Volume 5, Number 1; March 2013
Texas Tech Students of Integrated Scholarship of 2013
Written and produced by Bob Smith, Rachel Pierce, and Scott Irlbeck
Photography by Neal Hinkle
In the March 2012 edition of All Things Texas Tech (ATTT), we introduced a new series: “Texas Tech Students of Integrated Scholarship.” Since its publication, the article has received recognition for its adaption of the Integrated Scholar concept for students and its acknowledgment of ten outstanding individuals who exemplify this modified concept. Inspired by the positive reception, we turn our attention to twelve additional students who, akin to many faculty members, have been thriving as they follow a path of lifelong learning through self-study and scholarly engagement both within and external to the environs of Texas Tech University.
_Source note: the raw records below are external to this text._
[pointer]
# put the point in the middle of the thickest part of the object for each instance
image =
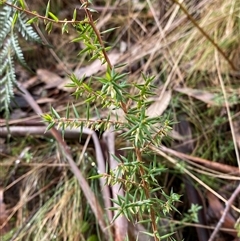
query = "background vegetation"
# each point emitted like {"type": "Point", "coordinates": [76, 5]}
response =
{"type": "Point", "coordinates": [193, 51]}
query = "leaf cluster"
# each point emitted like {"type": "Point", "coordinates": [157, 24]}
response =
{"type": "Point", "coordinates": [12, 24]}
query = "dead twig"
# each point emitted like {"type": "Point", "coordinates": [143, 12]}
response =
{"type": "Point", "coordinates": [93, 202]}
{"type": "Point", "coordinates": [225, 212]}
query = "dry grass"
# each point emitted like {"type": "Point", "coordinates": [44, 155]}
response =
{"type": "Point", "coordinates": [159, 39]}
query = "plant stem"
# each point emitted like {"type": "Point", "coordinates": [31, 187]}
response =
{"type": "Point", "coordinates": [146, 190]}
{"type": "Point", "coordinates": [124, 108]}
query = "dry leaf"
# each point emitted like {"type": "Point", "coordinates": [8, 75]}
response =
{"type": "Point", "coordinates": [204, 96]}
{"type": "Point", "coordinates": [3, 215]}
{"type": "Point", "coordinates": [51, 79]}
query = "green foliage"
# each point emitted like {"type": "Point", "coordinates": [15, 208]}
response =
{"type": "Point", "coordinates": [12, 24]}
{"type": "Point", "coordinates": [138, 128]}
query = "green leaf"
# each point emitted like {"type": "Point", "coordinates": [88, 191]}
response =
{"type": "Point", "coordinates": [54, 112]}
{"type": "Point", "coordinates": [48, 27]}
{"type": "Point", "coordinates": [50, 126]}
{"type": "Point", "coordinates": [75, 112]}
{"type": "Point", "coordinates": [47, 9]}
{"type": "Point", "coordinates": [54, 17]}
{"type": "Point", "coordinates": [32, 20]}
{"type": "Point", "coordinates": [74, 14]}
{"type": "Point", "coordinates": [65, 28]}
{"type": "Point", "coordinates": [109, 30]}
{"type": "Point", "coordinates": [22, 3]}
{"type": "Point", "coordinates": [15, 17]}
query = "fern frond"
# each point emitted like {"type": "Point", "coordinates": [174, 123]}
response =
{"type": "Point", "coordinates": [10, 49]}
{"type": "Point", "coordinates": [17, 50]}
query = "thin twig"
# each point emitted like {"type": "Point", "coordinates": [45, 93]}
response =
{"type": "Point", "coordinates": [93, 202]}
{"type": "Point", "coordinates": [225, 212]}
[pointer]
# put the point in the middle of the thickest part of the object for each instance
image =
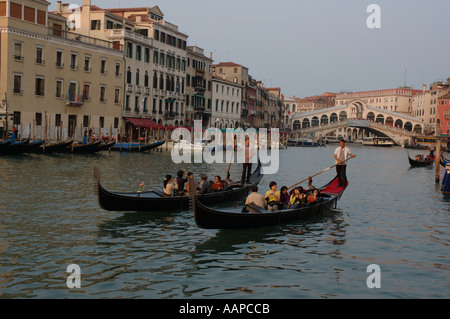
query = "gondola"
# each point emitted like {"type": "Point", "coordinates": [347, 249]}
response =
{"type": "Point", "coordinates": [33, 147]}
{"type": "Point", "coordinates": [156, 201]}
{"type": "Point", "coordinates": [135, 147]}
{"type": "Point", "coordinates": [106, 146]}
{"type": "Point", "coordinates": [88, 148]}
{"type": "Point", "coordinates": [4, 145]}
{"type": "Point", "coordinates": [49, 148]}
{"type": "Point", "coordinates": [14, 148]}
{"type": "Point", "coordinates": [237, 217]}
{"type": "Point", "coordinates": [423, 163]}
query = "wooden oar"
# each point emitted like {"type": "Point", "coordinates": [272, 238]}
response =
{"type": "Point", "coordinates": [319, 173]}
{"type": "Point", "coordinates": [229, 166]}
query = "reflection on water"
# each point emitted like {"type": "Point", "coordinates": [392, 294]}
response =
{"type": "Point", "coordinates": [390, 215]}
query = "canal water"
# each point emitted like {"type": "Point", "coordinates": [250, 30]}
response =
{"type": "Point", "coordinates": [390, 215]}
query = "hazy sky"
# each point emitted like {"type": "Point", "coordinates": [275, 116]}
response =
{"type": "Point", "coordinates": [307, 47]}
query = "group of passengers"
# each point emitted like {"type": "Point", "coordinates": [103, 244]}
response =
{"type": "Point", "coordinates": [180, 184]}
{"type": "Point", "coordinates": [275, 199]}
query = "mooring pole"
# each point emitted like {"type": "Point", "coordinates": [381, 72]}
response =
{"type": "Point", "coordinates": [437, 164]}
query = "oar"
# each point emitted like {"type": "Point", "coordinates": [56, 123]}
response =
{"type": "Point", "coordinates": [319, 173]}
{"type": "Point", "coordinates": [229, 166]}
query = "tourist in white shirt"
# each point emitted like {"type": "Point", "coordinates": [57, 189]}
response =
{"type": "Point", "coordinates": [341, 155]}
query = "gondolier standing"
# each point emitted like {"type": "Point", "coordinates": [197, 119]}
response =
{"type": "Point", "coordinates": [341, 154]}
{"type": "Point", "coordinates": [247, 165]}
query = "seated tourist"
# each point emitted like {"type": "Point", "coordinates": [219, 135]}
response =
{"type": "Point", "coordinates": [298, 198]}
{"type": "Point", "coordinates": [254, 199]}
{"type": "Point", "coordinates": [205, 185]}
{"type": "Point", "coordinates": [169, 185]}
{"type": "Point", "coordinates": [314, 197]}
{"type": "Point", "coordinates": [272, 197]}
{"type": "Point", "coordinates": [181, 181]}
{"type": "Point", "coordinates": [190, 178]}
{"type": "Point", "coordinates": [218, 184]}
{"type": "Point", "coordinates": [284, 198]}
For the edification of new ATTT readers who are unfamiliar with the Integrated Scholar concept, we consider the metaphor of the “triple threat”—i.e., in football, the player who excels in running, kicking, and passing; in the performing arts, artists who are outstanding at acting, dancing, and singing. Analogously, Integrated Scholar faculty members are those who distinguish themselves in teaching, research, and service or outreach. These three efforts, when undertaken with a goal of interweaving or integration, generate synergy and strengthen every effort of the Integrated Scholar.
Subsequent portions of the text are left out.